The highest court in Ontario recently ordered an employer to pay out a whopping three years of compensation to a 23-month employee terminated without cause. The employee was entitled to his full salary and benefits for the remainder of the five-year fixed-term employment contract. The contract did not clearly say otherwise. In Howard v. Benson Group Inc., this meant the employer had to pay over $200,000 in damages.
Facts
The employer runs an automotive service center. It hired the employee as a truck shop manager. The parties entered into a five-year, fixed-term contract. The employee was to earn $60,000 per year plus benefits. The employer terminated the employee without cause 23 months into his employment.
The employee sued for breach of contract. He sought payment of his compensation for the balance of his contract term.
The employer argued that the employment contract expressly provided for early termination. It contained a clause that allowed the employer to terminate the contract early in exchange for the minimum severance amount allowed by statute.
Significantly, the motion judge held the early termination clause, which referred to severance “in accordance with the Employment Standards Act of Ontario,” was too vague to be enforceable. Because of the ambiguity of the clause, it was deemed to be cut from the employment contract. Instead, the judge held the employee was owed a reasonable notice period in accordance with the common law of Canada.
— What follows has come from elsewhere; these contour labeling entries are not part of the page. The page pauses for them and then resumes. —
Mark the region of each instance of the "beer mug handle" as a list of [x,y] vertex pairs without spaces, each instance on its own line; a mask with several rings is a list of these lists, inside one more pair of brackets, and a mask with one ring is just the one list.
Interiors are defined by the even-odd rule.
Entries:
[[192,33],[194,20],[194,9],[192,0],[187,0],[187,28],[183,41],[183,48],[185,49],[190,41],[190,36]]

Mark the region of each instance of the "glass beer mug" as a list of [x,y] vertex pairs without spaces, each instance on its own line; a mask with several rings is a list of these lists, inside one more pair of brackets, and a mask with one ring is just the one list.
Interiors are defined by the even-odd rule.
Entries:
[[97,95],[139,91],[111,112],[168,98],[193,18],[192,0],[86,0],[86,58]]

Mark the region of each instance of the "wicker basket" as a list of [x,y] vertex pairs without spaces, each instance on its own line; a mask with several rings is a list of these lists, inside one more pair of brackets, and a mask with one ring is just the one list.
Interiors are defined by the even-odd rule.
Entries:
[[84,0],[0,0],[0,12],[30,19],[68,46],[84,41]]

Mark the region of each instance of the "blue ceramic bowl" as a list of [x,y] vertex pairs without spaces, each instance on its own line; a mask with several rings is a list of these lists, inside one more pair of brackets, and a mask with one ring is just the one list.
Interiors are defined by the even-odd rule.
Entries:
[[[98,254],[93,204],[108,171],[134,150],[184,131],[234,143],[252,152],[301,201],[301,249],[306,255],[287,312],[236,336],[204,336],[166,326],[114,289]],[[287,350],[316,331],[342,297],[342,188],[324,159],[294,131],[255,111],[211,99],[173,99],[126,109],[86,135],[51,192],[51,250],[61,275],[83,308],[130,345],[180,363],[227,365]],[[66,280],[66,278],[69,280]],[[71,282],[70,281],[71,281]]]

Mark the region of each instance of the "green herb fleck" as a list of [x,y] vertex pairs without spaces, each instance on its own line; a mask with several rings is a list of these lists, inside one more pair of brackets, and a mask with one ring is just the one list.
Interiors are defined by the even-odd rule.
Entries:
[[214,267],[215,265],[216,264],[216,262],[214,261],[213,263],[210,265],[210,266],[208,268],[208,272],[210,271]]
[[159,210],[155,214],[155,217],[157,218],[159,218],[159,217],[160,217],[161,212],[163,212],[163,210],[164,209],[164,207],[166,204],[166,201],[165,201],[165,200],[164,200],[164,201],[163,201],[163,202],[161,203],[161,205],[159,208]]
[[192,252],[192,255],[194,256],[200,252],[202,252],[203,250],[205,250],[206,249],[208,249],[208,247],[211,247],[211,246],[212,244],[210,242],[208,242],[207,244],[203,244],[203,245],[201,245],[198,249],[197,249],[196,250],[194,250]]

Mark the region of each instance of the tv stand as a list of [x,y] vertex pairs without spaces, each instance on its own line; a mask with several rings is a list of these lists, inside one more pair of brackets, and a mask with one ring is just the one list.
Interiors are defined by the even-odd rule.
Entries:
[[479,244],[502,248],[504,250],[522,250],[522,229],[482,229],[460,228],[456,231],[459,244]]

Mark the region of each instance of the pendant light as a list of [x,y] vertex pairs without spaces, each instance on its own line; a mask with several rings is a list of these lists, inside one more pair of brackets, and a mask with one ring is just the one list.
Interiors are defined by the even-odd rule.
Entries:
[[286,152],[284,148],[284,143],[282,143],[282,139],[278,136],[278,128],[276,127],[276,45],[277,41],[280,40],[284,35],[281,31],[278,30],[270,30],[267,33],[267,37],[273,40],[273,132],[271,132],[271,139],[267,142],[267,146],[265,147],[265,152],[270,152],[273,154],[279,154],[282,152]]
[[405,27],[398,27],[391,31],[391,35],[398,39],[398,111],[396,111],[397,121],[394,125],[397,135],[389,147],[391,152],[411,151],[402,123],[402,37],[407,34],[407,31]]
The employee appealed, arguing that he was entitled to be paid his lost earnings to the end of his contract. The much lower amount (because of his short service) for a reasonable notice period under the common law should not apply. Nor should the common law duty to reduce or mitigate damages apply, the employee argued.
Decision
The Ontario Court of Appeal sided with the employee. It found that not only was he entitled to be paid to the end of the employment contract but also there was no obligation on him to reduce or mitigate his claim by obtaining other work.
Paid out to the end of the employment contract: The appeal court found the motion judge erred in awarding common law severance. The court set out the general rule regarding fixed-term employment contracts: Absent a clause that clearly limits it, the employee’s entitlement is to the compensation he would have earned to the end of the contract. As the early termination clause was not enforceable because of its vagueness, the general rule applied.
The court rejected the employer’s argument that such a judgment would provide an unfair windfall to the employee. The employer was a sophisticated party. And it drafted the employment contract. The onus was on the employer to clearly contract out of such an obligation if that was its intent. Said the court, where an employer fails to use “unequivocal, clear language, it cannot complain when it is held to the remaining terms of the contract.”
No duty to mitigate: In a double blow to the employer, the appeal court ruled that the employee did not have a duty to reduce or mitigate his damages by finding other work.
Generally, in a wrongful dismissal in Canada, the employee is obligated to take reasonable steps to minimize his or her losses after termination by finding another job. Yet the court held employees do not have such a duty when a fixed-term contract is terminated early. The rationale behind this principle is the employee would not receive severance if the contract ran its course. Conversely, should the contract terminate early, the employee is entitled to be paid for the full term, absent a specific clause to the contrary.
Lessons for employers
• Draft termination clauses carefully: Vague and ambiguous termination clauses will be unenforceable. Typically the result of poorly drafted termination clauses may be that the employer is on the hook for common law damages. But the termination of a fixed-term contract can come with a larger price tag.
• Employee-friendly courts: This decision reinforces the principle that courts take the power imbalance in employment relationships seriously. An employer’s poor drafting of an employment contract will be held against it.
• No duty to mitigate with fixed-term contracts: Unless there is a clear contractual requirement, there’s no duty to mitigate with a fixed-term contract. So think twice about any without-cause termination of employees on fixed-term contracts.